IndiGo controls more than 60% of the domestic market share, but admitted it was not prepared to implement new pilot duty rules that came into effect last November. These new rules include restrictions on night flying hours and stricter rest periods for aircrew. Rival companies exploited the crisis by raising prices on high-demand flights, prompting the government to intervene and set a price ceiling.
Under this decision, fares for flights up to 500 kilometers cannot exceed 7,500 rupees (approximately US$83). A ceiling was also set for fares on medium-distance flights ranging between 1,000 and 1,500 kilometers, including the Delhi-Mumbai route, at 15,000 rupees (approximately US$167), after some flights previously reached 20,419 rupees (approximately US$227). The Ministry of Civil Aviation confirmed that it would continue to monitor prices in real-time and coordinate with airlines.

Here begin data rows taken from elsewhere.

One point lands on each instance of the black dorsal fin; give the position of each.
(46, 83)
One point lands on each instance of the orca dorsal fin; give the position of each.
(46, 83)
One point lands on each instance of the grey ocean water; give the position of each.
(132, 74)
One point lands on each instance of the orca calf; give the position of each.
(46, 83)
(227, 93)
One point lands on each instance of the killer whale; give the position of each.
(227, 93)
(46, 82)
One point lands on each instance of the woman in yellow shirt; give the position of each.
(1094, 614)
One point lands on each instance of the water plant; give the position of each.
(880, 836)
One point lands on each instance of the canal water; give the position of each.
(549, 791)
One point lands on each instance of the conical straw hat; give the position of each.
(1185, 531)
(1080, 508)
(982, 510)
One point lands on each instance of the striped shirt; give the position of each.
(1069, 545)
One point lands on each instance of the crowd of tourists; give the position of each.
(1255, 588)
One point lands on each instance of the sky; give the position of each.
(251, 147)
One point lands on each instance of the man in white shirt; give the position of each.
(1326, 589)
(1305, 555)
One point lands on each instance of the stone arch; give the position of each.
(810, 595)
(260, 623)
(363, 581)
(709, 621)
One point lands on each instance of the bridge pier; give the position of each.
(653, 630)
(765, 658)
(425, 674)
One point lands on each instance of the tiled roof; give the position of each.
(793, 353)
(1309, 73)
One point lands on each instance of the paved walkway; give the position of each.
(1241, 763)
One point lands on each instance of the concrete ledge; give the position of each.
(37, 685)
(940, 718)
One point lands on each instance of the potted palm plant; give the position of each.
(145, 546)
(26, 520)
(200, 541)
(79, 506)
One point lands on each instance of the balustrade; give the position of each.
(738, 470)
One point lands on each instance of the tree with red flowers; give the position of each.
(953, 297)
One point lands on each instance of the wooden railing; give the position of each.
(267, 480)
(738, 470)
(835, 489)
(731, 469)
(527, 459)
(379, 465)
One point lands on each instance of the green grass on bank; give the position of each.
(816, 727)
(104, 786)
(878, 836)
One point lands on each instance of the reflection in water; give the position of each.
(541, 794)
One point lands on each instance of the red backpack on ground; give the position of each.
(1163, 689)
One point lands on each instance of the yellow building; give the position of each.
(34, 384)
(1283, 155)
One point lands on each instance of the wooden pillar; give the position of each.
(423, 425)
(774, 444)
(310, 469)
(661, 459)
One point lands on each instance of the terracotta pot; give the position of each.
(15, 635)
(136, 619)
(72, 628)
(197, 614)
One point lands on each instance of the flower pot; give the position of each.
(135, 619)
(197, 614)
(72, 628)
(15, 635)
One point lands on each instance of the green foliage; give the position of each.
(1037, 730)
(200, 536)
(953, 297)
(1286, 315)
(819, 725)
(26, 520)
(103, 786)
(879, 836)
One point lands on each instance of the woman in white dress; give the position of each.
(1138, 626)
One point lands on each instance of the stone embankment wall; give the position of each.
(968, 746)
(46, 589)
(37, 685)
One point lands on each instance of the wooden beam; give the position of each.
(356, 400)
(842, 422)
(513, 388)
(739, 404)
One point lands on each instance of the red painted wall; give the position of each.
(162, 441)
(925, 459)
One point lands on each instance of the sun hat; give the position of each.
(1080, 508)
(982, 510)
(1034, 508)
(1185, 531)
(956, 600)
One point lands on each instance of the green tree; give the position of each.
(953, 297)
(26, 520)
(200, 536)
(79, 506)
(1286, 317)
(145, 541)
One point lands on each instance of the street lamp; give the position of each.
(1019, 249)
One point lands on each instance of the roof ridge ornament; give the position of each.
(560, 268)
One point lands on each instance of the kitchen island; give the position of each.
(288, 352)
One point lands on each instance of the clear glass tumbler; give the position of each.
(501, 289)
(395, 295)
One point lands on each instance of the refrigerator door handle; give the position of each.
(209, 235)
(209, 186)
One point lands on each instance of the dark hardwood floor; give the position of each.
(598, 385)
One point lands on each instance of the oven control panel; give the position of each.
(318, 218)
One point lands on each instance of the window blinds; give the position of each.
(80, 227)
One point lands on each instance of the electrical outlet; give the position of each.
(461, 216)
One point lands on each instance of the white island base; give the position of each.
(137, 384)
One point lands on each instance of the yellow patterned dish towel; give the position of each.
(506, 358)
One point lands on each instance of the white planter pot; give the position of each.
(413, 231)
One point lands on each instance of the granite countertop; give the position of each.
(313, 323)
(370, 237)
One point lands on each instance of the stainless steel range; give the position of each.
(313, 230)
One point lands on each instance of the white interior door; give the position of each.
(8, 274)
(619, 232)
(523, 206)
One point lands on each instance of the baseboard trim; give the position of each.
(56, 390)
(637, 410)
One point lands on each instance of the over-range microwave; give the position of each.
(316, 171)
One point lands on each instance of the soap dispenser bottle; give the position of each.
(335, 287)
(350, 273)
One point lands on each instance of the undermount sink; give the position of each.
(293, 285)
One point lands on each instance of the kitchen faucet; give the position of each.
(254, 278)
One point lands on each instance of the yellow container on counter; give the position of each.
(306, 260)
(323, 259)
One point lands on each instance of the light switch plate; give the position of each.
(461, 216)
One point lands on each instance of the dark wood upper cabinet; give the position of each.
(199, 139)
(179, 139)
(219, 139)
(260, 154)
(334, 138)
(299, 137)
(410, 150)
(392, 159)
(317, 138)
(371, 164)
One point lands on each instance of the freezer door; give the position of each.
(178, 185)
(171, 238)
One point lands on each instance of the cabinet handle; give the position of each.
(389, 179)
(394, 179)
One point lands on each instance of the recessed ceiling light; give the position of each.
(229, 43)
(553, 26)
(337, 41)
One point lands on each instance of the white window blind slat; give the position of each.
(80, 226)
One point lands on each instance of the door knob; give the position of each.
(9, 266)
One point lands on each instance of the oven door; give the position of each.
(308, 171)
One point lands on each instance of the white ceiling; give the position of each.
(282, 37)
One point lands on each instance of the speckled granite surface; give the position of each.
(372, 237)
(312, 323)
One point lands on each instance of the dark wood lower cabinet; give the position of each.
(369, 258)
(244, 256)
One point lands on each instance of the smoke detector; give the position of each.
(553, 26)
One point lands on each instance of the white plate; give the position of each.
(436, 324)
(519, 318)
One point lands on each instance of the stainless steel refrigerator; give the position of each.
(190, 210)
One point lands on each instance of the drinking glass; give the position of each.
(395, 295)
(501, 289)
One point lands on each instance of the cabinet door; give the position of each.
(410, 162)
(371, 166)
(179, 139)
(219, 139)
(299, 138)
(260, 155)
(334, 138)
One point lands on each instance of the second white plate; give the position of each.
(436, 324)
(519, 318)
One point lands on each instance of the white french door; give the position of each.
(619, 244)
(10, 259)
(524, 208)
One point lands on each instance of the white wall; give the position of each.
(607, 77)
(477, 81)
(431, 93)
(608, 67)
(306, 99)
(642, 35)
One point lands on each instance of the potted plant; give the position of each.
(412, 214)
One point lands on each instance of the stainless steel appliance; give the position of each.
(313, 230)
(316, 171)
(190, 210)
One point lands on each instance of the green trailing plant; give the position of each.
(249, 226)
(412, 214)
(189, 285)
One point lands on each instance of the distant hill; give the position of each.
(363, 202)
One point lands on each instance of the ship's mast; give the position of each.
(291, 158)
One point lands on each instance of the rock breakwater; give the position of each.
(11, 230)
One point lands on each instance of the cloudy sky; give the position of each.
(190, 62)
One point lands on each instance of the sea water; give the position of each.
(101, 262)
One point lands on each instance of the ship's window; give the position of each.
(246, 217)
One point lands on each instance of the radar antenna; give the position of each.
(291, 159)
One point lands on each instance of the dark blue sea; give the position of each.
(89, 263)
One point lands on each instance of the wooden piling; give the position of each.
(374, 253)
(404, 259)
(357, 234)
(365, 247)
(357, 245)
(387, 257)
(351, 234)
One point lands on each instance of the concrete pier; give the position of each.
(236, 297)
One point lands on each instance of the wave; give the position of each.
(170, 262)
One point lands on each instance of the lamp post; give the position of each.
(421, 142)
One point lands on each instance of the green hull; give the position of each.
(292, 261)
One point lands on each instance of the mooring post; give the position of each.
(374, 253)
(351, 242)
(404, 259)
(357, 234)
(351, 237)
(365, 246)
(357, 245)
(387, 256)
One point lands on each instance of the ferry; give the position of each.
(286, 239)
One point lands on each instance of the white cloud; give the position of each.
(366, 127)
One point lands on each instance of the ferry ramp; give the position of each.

This crisis is considered the most serious in IndiGo’s twenty-year history, with the company canceling 124 flights from Bengaluru, 109 flights from Mumbai, 86 flights from Delhi, and 66 flights from Hyderabad on Saturday alone, particularly affecting weddings across the country. Authorities granted the company a temporary exemption from some night flying restrictions until February 10, with operations expected to return to normal between December 10 and 15, with additional trains running to transport stranded passengers.
However, pilot organizations criticized this exemption as “selective,” warning that safety regulations “were put in place to protect lives,” while other major companies such as Air India and Akasa continued to operate normally under the new rules.